Journal of Rheology, Vol.57, No.4, 1247-1264, 2013
Nonlinear signatures in active microbead rheology of entangled polymer solutions
We present experimental data and numerical modeling of a nonlinear phenomenon in active magnetic microbead rheology that appears to be common to entangled polymer solutions (EPS). Dynamic experiments in a modest range of magnetic forces show (1) a short-lived high viscosity plateau, followed by (2) a bead acceleration phase with a sharp drop in apparent viscosity, and (3) a terminal steady state that we show resides on the shear-thinning slope of the steady-state flow curve from cone and plate data.
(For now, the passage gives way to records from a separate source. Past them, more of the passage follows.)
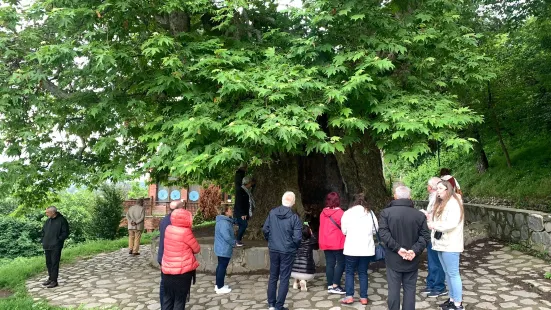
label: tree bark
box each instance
[245,134,390,240]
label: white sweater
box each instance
[341,206,379,256]
[431,197,464,252]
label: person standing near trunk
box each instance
[319,192,346,295]
[233,165,254,246]
[126,198,145,256]
[42,206,69,288]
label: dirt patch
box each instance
[0,290,13,298]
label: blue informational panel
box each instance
[157,189,168,201]
[189,191,199,202]
[170,189,180,200]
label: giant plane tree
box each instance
[0,0,491,235]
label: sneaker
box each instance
[440,298,453,310]
[215,286,231,294]
[329,286,346,295]
[448,303,465,310]
[421,287,432,295]
[46,281,57,288]
[341,296,354,305]
[427,290,448,298]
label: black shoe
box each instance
[440,298,453,310]
[46,281,57,288]
[42,279,52,286]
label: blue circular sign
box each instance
[157,189,168,200]
[170,189,180,200]
[189,191,199,201]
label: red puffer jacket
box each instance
[319,208,345,250]
[161,209,201,274]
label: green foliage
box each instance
[0,216,42,258]
[126,181,148,199]
[0,197,18,216]
[89,184,124,240]
[197,184,222,221]
[0,0,494,206]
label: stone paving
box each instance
[27,241,551,310]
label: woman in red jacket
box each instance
[319,192,345,295]
[161,209,201,310]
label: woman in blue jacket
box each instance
[214,206,235,294]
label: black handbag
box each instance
[371,211,385,262]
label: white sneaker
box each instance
[214,286,231,294]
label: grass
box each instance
[0,232,158,310]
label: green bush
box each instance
[0,216,41,258]
[88,184,124,240]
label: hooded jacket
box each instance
[341,205,378,256]
[319,208,345,250]
[292,235,317,274]
[42,212,69,250]
[262,206,302,254]
[214,215,235,257]
[161,209,201,275]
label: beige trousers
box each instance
[128,229,142,253]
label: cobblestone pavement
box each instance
[27,241,551,310]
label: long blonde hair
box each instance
[434,181,465,221]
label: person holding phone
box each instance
[428,181,465,310]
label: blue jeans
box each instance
[216,256,230,289]
[237,216,249,242]
[324,250,344,287]
[437,251,463,302]
[344,255,373,298]
[427,242,446,293]
[159,272,165,308]
[268,251,296,310]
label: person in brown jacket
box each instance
[126,198,145,256]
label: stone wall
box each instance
[415,201,551,255]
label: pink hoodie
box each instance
[319,208,345,250]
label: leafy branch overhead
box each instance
[0,0,492,202]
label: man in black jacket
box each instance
[42,206,69,288]
[379,186,430,310]
[233,165,254,246]
[262,192,302,310]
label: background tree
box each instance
[0,0,492,236]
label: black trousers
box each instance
[161,270,195,310]
[44,247,62,282]
[386,266,418,310]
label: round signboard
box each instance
[189,191,199,201]
[170,189,180,200]
[157,189,168,200]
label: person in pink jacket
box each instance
[319,192,345,295]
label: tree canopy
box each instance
[0,0,494,206]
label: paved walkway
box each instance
[27,241,551,310]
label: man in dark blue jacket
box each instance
[262,192,302,310]
[157,200,185,306]
[42,206,69,288]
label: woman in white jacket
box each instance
[428,181,464,310]
[341,194,379,305]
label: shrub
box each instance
[197,184,222,221]
[0,216,42,258]
[88,184,124,240]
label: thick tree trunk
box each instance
[245,131,389,239]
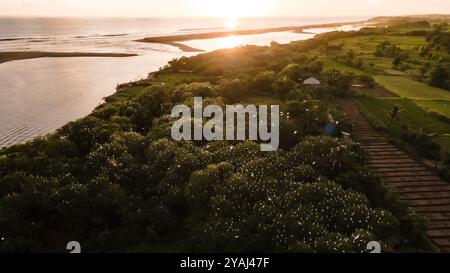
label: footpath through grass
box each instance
[374,76,450,101]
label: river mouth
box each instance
[0,18,364,147]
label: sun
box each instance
[197,0,270,18]
[225,17,239,29]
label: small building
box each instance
[303,77,320,86]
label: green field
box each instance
[321,57,368,76]
[357,97,450,152]
[374,76,450,101]
[414,100,450,117]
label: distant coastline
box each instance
[0,51,137,64]
[136,21,367,52]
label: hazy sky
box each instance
[0,0,450,17]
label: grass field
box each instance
[414,100,450,117]
[321,57,369,76]
[357,97,450,152]
[374,76,450,101]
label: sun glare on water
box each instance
[217,35,244,48]
[225,17,239,29]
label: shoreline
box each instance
[0,51,138,64]
[135,21,367,52]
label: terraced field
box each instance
[339,100,450,252]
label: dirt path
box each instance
[337,99,450,252]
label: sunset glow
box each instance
[0,0,450,18]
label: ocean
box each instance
[0,17,367,147]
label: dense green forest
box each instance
[0,19,448,252]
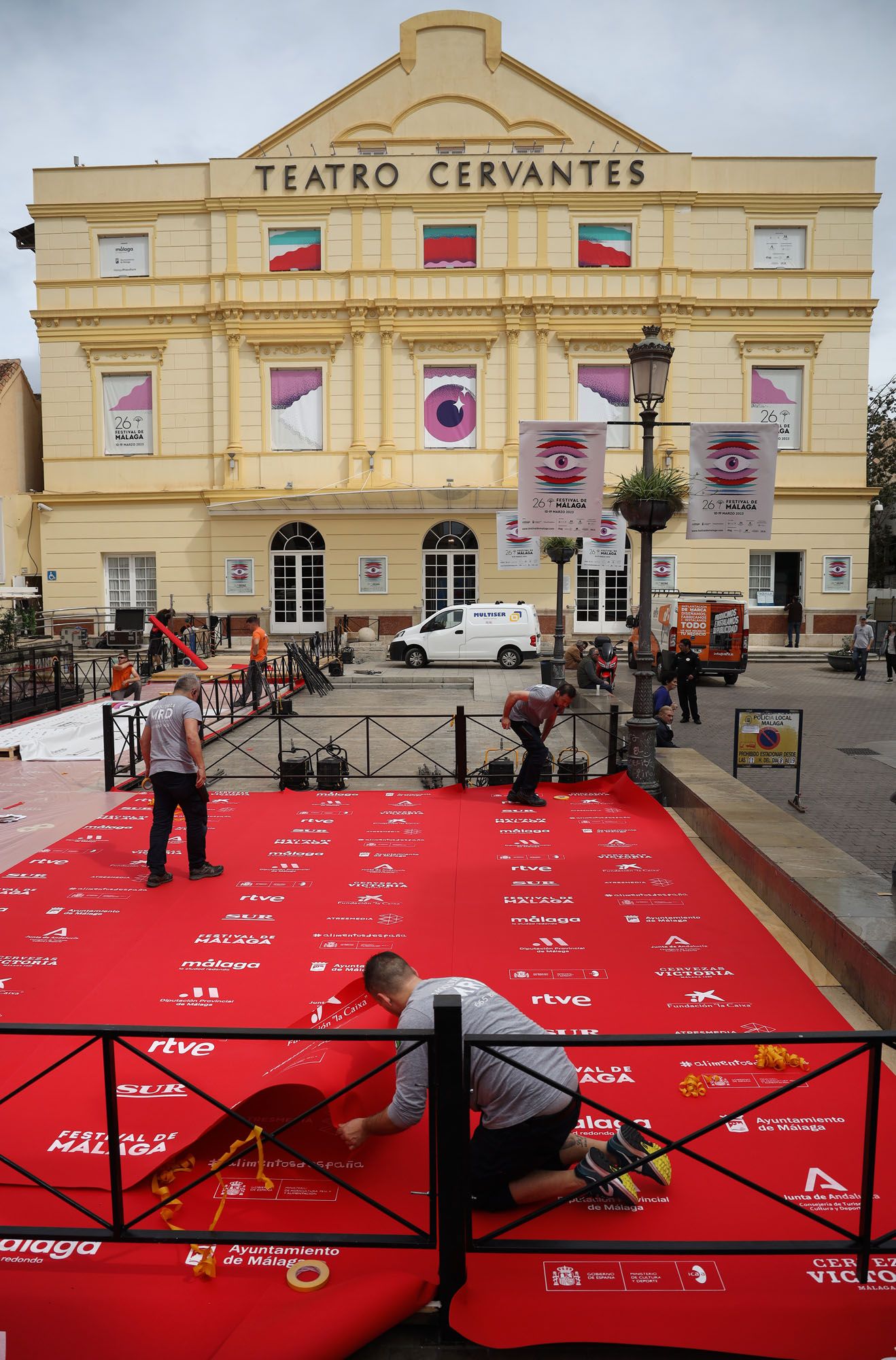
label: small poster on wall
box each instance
[821,556,852,594]
[224,558,256,594]
[358,558,389,594]
[653,558,676,590]
[582,510,625,571]
[498,510,541,571]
This latter feature implies a new protocol to access the nonlinear steadystate flow curve for biological EPS available only in microliter-scale volumes. We use the momentclosure form of the Rolie-Poly kinetic model for EPS hydrodynamics, together with a decoupling approximation that obviates the need for a full three-dimensional (3D) flow solver, to qualitatively reproduce this dynamic experimental sequence. We thereby explain the phenomenon in terms of entangled polymer physics, and show how the nonlinear event (acceleration and termination on the shear-thinning response curve) is tunable by the interplay between molecular-scale mechanisms (relaxation via reptation and chain retraction) and magnetic force controls. The experimental conditions mimic movement of cilia tips, bacteria, and sperm in mucus barriers, implying a physiological relevance of the phenomenon and compelling further quantitative kinetic-flow 3D numerical modeling. (C) 2013 The Society of Rheology.